Tuesday, 21 July 2020

Fighting The Fear Virus.

Poisoning The Social Bloodstream: so many of us are not uniting against the virus. Instead, frightened and hateful people are lashing out in anger against their fellow citizens, and against their government. Rather than grasp the brutal – if humbling – truth that, notwithstanding their overweening pride and self-confidence, human-beings are not in absolute control of the biosphere, many are determined to give this global disaster a human cause. It’s China’s fault. It’s Bill Gates’s fault. It’s Jacinda Ardern’s fault. They’re the ones to blame!

 

WHAT IS THE SOURCE of this awful social poison? The evidence of its presence is everywhere. In the abuse hurled at nurses and check-out operators. In the contemptuous defiance of social-distancing rules displayed by the young couple striding down the footpath. In the commentary threads of Twitter and Facebook. In the inexhaustible malice of talkback radio. And, most disturbingly – from the perspective of someone who has spent his life writing about politics – in the almost complete absence of social solidarity amongst this country’s Opposition politicians.

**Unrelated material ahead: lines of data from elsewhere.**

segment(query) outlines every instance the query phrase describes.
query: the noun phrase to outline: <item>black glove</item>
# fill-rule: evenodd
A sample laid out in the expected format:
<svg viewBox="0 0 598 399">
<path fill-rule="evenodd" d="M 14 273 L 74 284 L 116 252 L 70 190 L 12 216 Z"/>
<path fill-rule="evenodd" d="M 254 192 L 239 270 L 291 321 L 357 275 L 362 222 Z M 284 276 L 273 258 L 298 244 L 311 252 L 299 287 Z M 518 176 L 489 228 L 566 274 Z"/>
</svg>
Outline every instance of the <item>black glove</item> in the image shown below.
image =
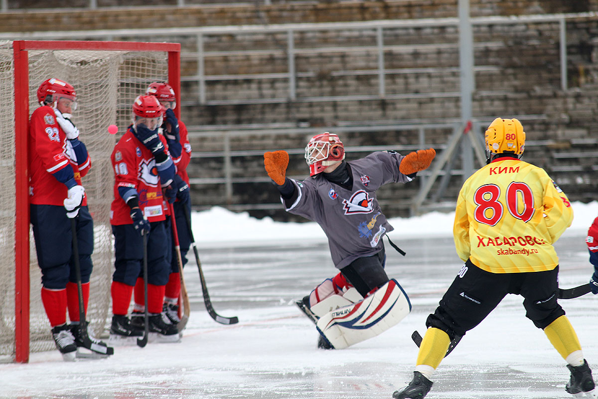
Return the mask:
<svg viewBox="0 0 598 399">
<path fill-rule="evenodd" d="M 179 180 L 180 181 L 179 181 Z M 176 197 L 182 203 L 188 203 L 191 199 L 191 190 L 189 188 L 189 185 L 178 175 L 175 176 L 175 182 L 178 182 L 177 186 L 178 187 Z"/>
<path fill-rule="evenodd" d="M 598 272 L 594 272 L 592 278 L 590 279 L 590 287 L 592 289 L 592 294 L 598 294 Z"/>
<path fill-rule="evenodd" d="M 144 216 L 144 212 L 138 208 L 131 209 L 131 218 L 133 219 L 133 227 L 142 236 L 149 234 L 151 227 L 150 222 Z"/>
<path fill-rule="evenodd" d="M 135 137 L 143 144 L 146 148 L 151 151 L 155 157 L 164 153 L 164 145 L 158 135 L 158 129 L 150 130 L 145 126 L 138 125 L 136 127 Z"/>
<path fill-rule="evenodd" d="M 178 175 L 175 175 L 175 178 L 173 179 L 172 182 L 164 190 L 164 195 L 166 197 L 166 199 L 170 203 L 172 203 L 176 200 L 176 193 L 178 193 L 178 185 L 176 183 L 176 178 L 178 176 Z"/>
</svg>

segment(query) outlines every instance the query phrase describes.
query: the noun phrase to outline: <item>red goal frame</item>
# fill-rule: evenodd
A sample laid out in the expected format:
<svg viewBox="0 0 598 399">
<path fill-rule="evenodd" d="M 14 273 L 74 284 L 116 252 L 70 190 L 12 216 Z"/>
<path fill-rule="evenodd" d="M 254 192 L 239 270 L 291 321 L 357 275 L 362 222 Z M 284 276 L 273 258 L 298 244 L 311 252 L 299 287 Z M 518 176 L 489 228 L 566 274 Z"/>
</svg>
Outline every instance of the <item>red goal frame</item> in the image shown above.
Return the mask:
<svg viewBox="0 0 598 399">
<path fill-rule="evenodd" d="M 29 358 L 29 207 L 28 131 L 29 119 L 28 51 L 77 50 L 164 51 L 168 54 L 168 81 L 181 103 L 181 44 L 94 41 L 13 42 L 14 70 L 14 144 L 16 148 L 15 361 Z M 175 109 L 177 118 L 181 107 Z"/>
</svg>

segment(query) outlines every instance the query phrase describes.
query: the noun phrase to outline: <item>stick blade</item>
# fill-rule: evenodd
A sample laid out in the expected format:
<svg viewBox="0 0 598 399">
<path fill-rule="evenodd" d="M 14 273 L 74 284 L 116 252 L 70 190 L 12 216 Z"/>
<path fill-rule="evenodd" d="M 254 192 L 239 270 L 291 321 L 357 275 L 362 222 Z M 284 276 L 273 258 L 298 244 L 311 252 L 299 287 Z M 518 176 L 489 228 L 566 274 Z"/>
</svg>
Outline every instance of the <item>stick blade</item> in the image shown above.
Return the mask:
<svg viewBox="0 0 598 399">
<path fill-rule="evenodd" d="M 573 299 L 585 295 L 592 290 L 590 283 L 572 288 L 559 288 L 559 299 Z"/>
</svg>

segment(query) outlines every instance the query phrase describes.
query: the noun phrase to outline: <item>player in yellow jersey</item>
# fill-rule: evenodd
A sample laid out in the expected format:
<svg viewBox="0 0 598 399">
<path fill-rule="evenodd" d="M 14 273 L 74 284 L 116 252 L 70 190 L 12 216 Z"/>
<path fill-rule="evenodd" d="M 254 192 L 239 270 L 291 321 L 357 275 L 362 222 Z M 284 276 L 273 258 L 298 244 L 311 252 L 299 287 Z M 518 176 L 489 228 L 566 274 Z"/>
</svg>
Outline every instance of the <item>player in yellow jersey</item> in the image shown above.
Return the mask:
<svg viewBox="0 0 598 399">
<path fill-rule="evenodd" d="M 565 390 L 576 398 L 598 397 L 577 335 L 557 301 L 553 244 L 570 225 L 573 211 L 544 169 L 520 160 L 524 145 L 517 119 L 497 118 L 486 130 L 487 165 L 463 184 L 455 212 L 455 247 L 465 263 L 428 318 L 413 380 L 393 398 L 425 397 L 449 346 L 507 294 L 524 298 L 526 315 L 566 361 L 571 379 Z"/>
</svg>

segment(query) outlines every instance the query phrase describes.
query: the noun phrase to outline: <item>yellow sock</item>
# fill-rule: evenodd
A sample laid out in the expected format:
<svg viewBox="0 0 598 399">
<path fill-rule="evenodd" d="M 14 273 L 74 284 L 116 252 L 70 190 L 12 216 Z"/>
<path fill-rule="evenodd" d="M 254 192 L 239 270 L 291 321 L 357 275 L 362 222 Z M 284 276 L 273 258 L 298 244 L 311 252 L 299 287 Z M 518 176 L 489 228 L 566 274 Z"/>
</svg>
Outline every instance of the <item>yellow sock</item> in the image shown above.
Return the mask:
<svg viewBox="0 0 598 399">
<path fill-rule="evenodd" d="M 548 324 L 544 328 L 544 333 L 563 359 L 566 360 L 568 356 L 576 351 L 581 351 L 577 334 L 565 316 L 561 316 Z"/>
<path fill-rule="evenodd" d="M 450 344 L 448 334 L 442 330 L 430 327 L 419 347 L 417 364 L 426 364 L 436 368 L 444 358 Z"/>
</svg>

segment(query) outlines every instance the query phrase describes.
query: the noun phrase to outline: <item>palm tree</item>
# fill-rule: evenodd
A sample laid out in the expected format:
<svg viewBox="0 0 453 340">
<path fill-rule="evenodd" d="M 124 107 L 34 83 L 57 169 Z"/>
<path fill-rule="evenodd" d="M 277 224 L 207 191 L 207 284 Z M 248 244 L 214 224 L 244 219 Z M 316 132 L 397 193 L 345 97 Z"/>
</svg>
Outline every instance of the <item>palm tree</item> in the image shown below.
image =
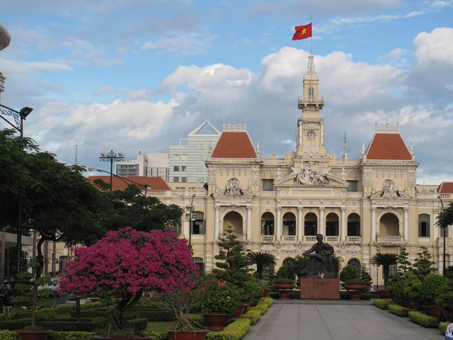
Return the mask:
<svg viewBox="0 0 453 340">
<path fill-rule="evenodd" d="M 256 272 L 260 280 L 263 278 L 263 270 L 268 266 L 275 265 L 275 256 L 264 251 L 251 251 L 247 257 L 252 264 L 256 264 Z"/>
<path fill-rule="evenodd" d="M 396 254 L 375 254 L 371 259 L 371 264 L 377 266 L 382 266 L 384 273 L 384 287 L 389 284 L 389 276 L 390 276 L 390 266 L 398 263 L 398 255 Z"/>
</svg>

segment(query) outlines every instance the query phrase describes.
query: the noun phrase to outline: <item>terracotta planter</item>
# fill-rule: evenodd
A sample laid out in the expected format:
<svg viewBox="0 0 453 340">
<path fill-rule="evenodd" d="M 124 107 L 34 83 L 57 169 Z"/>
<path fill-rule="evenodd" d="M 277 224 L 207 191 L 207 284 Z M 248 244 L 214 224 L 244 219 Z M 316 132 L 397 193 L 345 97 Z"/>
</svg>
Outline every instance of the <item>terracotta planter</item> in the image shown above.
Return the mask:
<svg viewBox="0 0 453 340">
<path fill-rule="evenodd" d="M 437 317 L 440 313 L 441 308 L 440 307 L 428 306 L 424 307 L 425 312 L 427 315 Z"/>
<path fill-rule="evenodd" d="M 289 283 L 276 283 L 274 287 L 278 290 L 278 300 L 289 300 L 289 293 L 296 285 Z"/>
<path fill-rule="evenodd" d="M 444 313 L 444 317 L 447 321 L 453 322 L 453 308 L 442 308 L 442 312 Z"/>
<path fill-rule="evenodd" d="M 387 291 L 385 289 L 378 289 L 376 290 L 376 294 L 379 297 L 379 299 L 389 298 L 389 294 L 387 294 Z"/>
<path fill-rule="evenodd" d="M 211 331 L 222 331 L 228 324 L 231 314 L 203 314 L 206 328 Z"/>
<path fill-rule="evenodd" d="M 401 305 L 406 308 L 411 308 L 411 310 L 413 309 L 413 305 L 411 301 L 405 301 L 404 302 L 401 302 Z"/>
<path fill-rule="evenodd" d="M 248 305 L 246 303 L 241 303 L 241 305 L 238 305 L 238 307 L 236 307 L 236 311 L 233 313 L 233 317 L 238 318 L 241 315 L 242 315 L 245 310 L 246 307 L 248 307 Z"/>
<path fill-rule="evenodd" d="M 204 340 L 210 331 L 172 331 L 166 329 L 171 340 Z"/>
<path fill-rule="evenodd" d="M 47 340 L 52 331 L 16 331 L 21 340 Z"/>
<path fill-rule="evenodd" d="M 363 293 L 363 290 L 367 289 L 367 285 L 345 285 L 345 289 L 348 290 L 351 295 L 351 301 L 359 301 L 360 300 L 360 294 Z"/>
<path fill-rule="evenodd" d="M 423 310 L 423 300 L 420 299 L 414 299 L 411 300 L 411 302 L 414 308 L 414 310 L 420 312 L 420 310 Z"/>
</svg>

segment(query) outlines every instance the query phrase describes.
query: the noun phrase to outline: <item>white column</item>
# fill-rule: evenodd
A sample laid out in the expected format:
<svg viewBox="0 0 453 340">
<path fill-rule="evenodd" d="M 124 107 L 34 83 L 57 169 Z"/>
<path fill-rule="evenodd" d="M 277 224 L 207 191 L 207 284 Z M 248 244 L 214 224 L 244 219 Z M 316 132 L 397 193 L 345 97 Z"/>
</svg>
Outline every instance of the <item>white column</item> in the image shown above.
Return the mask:
<svg viewBox="0 0 453 340">
<path fill-rule="evenodd" d="M 407 242 L 409 241 L 409 208 L 404 208 L 404 221 L 403 221 L 403 233 L 404 233 L 404 242 Z"/>
<path fill-rule="evenodd" d="M 434 210 L 434 213 L 432 214 L 432 223 L 434 224 L 434 235 L 432 239 L 434 239 L 434 242 L 435 243 L 437 242 L 437 239 L 440 236 L 439 234 L 439 226 L 436 224 L 436 221 L 437 220 L 437 215 L 438 211 Z"/>
<path fill-rule="evenodd" d="M 281 229 L 281 215 L 282 212 L 282 208 L 277 208 L 277 218 L 275 219 L 275 239 L 278 242 L 281 241 L 282 239 L 282 237 L 281 235 L 281 232 L 282 231 L 280 230 Z"/>
<path fill-rule="evenodd" d="M 371 240 L 376 242 L 376 208 L 371 208 Z"/>
<path fill-rule="evenodd" d="M 324 208 L 319 208 L 319 232 L 324 235 L 324 231 L 326 230 L 326 222 L 324 222 Z M 326 235 L 324 235 L 325 237 Z"/>
<path fill-rule="evenodd" d="M 302 236 L 302 227 L 304 225 L 304 217 L 302 217 L 303 209 L 302 207 L 297 208 L 297 241 L 302 241 L 304 239 Z"/>
<path fill-rule="evenodd" d="M 252 239 L 252 207 L 247 207 L 247 241 Z"/>
<path fill-rule="evenodd" d="M 302 122 L 299 122 L 299 144 L 302 144 Z"/>
<path fill-rule="evenodd" d="M 214 239 L 219 239 L 219 207 L 215 207 L 214 211 Z"/>
<path fill-rule="evenodd" d="M 341 208 L 341 241 L 346 241 L 346 208 Z"/>
</svg>

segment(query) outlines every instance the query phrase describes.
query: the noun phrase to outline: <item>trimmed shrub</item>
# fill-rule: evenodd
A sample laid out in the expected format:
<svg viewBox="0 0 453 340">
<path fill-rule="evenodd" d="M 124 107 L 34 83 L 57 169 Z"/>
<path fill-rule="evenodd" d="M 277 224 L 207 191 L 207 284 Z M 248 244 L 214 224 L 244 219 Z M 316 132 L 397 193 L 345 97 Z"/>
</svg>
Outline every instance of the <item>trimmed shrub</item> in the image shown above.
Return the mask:
<svg viewBox="0 0 453 340">
<path fill-rule="evenodd" d="M 235 322 L 226 326 L 220 332 L 210 332 L 206 336 L 207 340 L 240 340 L 250 329 L 248 320 L 238 319 Z"/>
<path fill-rule="evenodd" d="M 430 317 L 420 312 L 409 312 L 409 319 L 413 322 L 423 326 L 427 328 L 437 328 L 439 327 L 439 320 L 437 317 Z"/>
<path fill-rule="evenodd" d="M 447 331 L 447 327 L 451 322 L 440 322 L 439 324 L 439 332 L 442 335 L 445 335 L 445 332 Z"/>
<path fill-rule="evenodd" d="M 389 305 L 393 305 L 394 303 L 391 299 L 374 299 L 373 301 L 373 304 L 382 310 L 388 310 Z"/>
<path fill-rule="evenodd" d="M 413 310 L 406 308 L 399 305 L 389 305 L 389 312 L 398 317 L 408 317 L 409 316 L 409 312 Z"/>
</svg>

 Is anger the cause as well as the symptom of this anti-social behaviour? Are we being poisoned by rage? And if that is the answer, then what, or who, is brewing it?

 The psychologists would tell us that the emotion fueling all this belligerence is fear. We hate what we fear, and many of us are filled with an overwhelming desire to destroy it. And if we cannot destroy it? Why then, we hate it all the more! Worse still, we begin casting about for someone to blame.

 It is easy (and very tempting) to condemn hate in all its forms. The rage which hate inspires can certainly be terrifyingly destructive – and all too easily inspire the very fears which give it birth. It is not, however, an invariably negative phenomenon. The great Welsh poet, Dylan Thomas, writing about lives lived well and badly, and the fear that Death’s inevitability ends up making a mockery of both; rejected all counsels of passivity and acceptance:


 Do not go gentle into that good night.

Rage, rage against the dying of the light.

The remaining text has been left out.